Gainesville Daily Register

September 3, 2010

Antique Tractor and Farm Machinery Show this weekend in Lindsay

By PAMELA ROBINSON, Register Staff Writer
Gainesville Daily Register

Lindsay — If you’re looking for a Labor Day activity for yourself or the whole family, the annual Antique Tractor and Farm Machinery Show is this Saturday and Sunday at the Tractor Pull Arena at the Hess Farm in Lindsay. The gates open at 9 a.m. and the show starts at 11 a.m.

You don’t have to even be a fan of history to find some of the appliances, gadgets and tractors on display interesting, and besides standing artifacts, there are events during the two-day show that include wheat threshing, hay bailing horse-drawn equipment, tractor games, corn shelling, Kiddie Pedal tractor pull, tractor parade and arts and crafts.

The Cooke County Antique Tractor and Farm Machinery Club is sponsoring the event and will also have the only certified steam engine in the state of Texas to run at the show. The steam engine will be used to bail hay and it will also run in the parade.

Admission for the event is $5 and children ages 12 and under are free.

Concessions will be available for lunch and refreshments and barbecue, hotdogs, hamburgers and the “kinds of stuff that people used to eat” are on the menu.

Club member Willie Joe Matthews said the parade will begin at approximately 2 p.m. each day. The Kiddie Pedal tractor pull is scheduled to take place after the parade and a pedal tractor will be provided by the club for the competition.

Matthews said that everyone that attends the event will enjoy the show.

“This is the way the old time farmers did things,” Matthews said. “This is something that the grandkids would like to see because they don’t even know what happened back then. For some people, the tractors and machinery will bring back memories of their younger years.”

Matthews said the steam tractor will run all day, every day. There will be a mule-powered press to show “the way people used to bail hay,” he continued.
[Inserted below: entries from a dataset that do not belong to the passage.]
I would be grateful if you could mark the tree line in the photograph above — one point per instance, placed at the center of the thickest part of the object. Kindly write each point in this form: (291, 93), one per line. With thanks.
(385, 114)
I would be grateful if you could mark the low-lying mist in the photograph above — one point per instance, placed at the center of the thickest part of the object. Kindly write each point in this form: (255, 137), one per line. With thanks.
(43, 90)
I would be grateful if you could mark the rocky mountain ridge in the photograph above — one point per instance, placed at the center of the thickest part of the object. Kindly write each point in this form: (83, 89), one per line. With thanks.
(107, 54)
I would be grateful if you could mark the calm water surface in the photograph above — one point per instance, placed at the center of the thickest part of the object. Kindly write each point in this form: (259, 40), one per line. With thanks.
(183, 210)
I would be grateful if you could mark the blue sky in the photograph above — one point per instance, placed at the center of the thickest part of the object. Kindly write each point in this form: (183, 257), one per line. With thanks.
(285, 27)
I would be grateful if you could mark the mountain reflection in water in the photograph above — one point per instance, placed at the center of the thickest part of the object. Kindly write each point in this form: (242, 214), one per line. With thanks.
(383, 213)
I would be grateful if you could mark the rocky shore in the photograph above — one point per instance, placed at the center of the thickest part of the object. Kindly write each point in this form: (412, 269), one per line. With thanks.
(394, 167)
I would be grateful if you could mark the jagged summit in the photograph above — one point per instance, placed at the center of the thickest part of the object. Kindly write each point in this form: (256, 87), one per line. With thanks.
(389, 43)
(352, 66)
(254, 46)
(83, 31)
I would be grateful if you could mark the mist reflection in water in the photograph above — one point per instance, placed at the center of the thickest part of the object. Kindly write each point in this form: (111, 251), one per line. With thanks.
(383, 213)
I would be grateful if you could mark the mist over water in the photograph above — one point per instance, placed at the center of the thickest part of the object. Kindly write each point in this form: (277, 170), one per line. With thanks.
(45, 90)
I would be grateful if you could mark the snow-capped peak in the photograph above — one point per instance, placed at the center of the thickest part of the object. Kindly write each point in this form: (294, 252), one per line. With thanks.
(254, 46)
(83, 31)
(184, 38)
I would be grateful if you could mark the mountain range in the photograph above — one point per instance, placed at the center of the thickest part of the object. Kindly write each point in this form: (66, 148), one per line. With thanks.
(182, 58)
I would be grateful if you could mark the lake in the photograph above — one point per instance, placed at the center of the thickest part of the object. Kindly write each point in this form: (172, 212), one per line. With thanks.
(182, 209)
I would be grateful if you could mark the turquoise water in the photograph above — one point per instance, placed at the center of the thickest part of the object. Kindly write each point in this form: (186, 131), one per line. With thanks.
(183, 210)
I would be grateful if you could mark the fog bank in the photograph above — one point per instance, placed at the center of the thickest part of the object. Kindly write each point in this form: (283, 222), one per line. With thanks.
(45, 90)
“We also have some of the old combines. We have the thresher farmers used to use to get the grain, before the combine was invented,” he added.

The Cooke County Antique Tractor and Farm Machinery Club was organized because they have a love for the past and see the need to preserve it for future generations.

“The purpose of the Club is to hold an antique tractor show each year,” according to their website at www.antiquetracxtorshow.net.

Each Labor Day weekend exhibitors from Kansas, Iowa, Oklahoma and Arkansas, and from many parts of Texas attend the show to display their tractors and machinery. The local club has formed many friendships and keeps in contact with club members and fans from these other states and areas.

Matthews said he has been a member of the club for 45 years and said a group got the local one started in 1985.

The Cooke County Antique Tractor and Farm Machinery Club has approximately 80 members from Cooke County and also some members from Denton and Oklahoma. They meet five to seven times each year and conduct business to organize and run the show each year.

The vendor fee for a 10 x 10 booth for two days for the event is $20 and registration is continuing at the gate.

The tractor pull arena is located approximately three miles north of Lindsay on FM 1199.